That crazy cyborg
If I'm standing on a hill, both you and I would see me standing on that hill, on that block. The difference is that you will see both of us at a different angle relative to the local star than I will.Someone should try implementing that in a traditional 3d environment.
Because, I sense figuring out the movement traveled on the sphere and on the voxel grid might be a tad bit tricky. Especially the deeper you are down in the voxel grid. But I never saw a system like that in action.. So I can't really say anything with certainty..
Mainly because, in the example, you assume the grid is perfectly flat, but the terrain on planets is jagged and filled with holes and etc..
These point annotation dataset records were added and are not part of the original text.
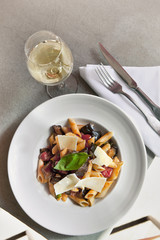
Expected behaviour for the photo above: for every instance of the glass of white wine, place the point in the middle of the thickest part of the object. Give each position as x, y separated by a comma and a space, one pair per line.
50, 62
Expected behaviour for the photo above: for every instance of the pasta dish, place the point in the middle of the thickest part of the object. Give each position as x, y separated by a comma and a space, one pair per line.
79, 163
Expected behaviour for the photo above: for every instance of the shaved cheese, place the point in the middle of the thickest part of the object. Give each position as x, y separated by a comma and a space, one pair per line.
66, 184
101, 157
69, 142
95, 183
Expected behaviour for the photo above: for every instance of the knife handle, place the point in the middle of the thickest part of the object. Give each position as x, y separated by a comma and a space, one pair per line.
152, 121
155, 108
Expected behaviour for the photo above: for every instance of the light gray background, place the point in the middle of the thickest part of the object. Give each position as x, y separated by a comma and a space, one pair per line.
129, 29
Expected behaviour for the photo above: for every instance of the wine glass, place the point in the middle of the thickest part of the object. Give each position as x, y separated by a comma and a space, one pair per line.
50, 62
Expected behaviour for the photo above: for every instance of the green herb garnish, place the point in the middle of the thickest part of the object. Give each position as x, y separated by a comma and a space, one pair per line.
72, 161
58, 196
And basically, the closer you get to the center/core of the sphere, the less diameter it has. So you have to account for that on your "faked" voxel grid, and make the player/ship travel less the deeper you get.
And, I'm not sure what you mean with the distortion getting into the atmosphere. Not to mention, actual atmosphere is not a requirement on planets. Some, like moons, have hardly any.
And I'm not sure what you're implying with player positions being different between clients. Because, interactions between players might be a bit complicated, no ?
But, you brought something pretty neat and refreshing.
Altitude has little to do with the matter. The client would still render the voxel chunks tangent to the sphere beneath the player's feet. The player's feet don't have to be ON the sphere, just above it and within gravity. The voxels would be above or would replace the globe mesh. EDIT: To clarify, since the whole thing is an edge-wrapping square map faked onto a sphere, you don't have to worry about distortions going higher or deeper. It would be the same diameter at 100m off the ground as 200m underground, and would remain this way until exiting the atmosphere/gravity/sector. (I expect one of these three will mark the boundary of the special effects needed to make the planet work.)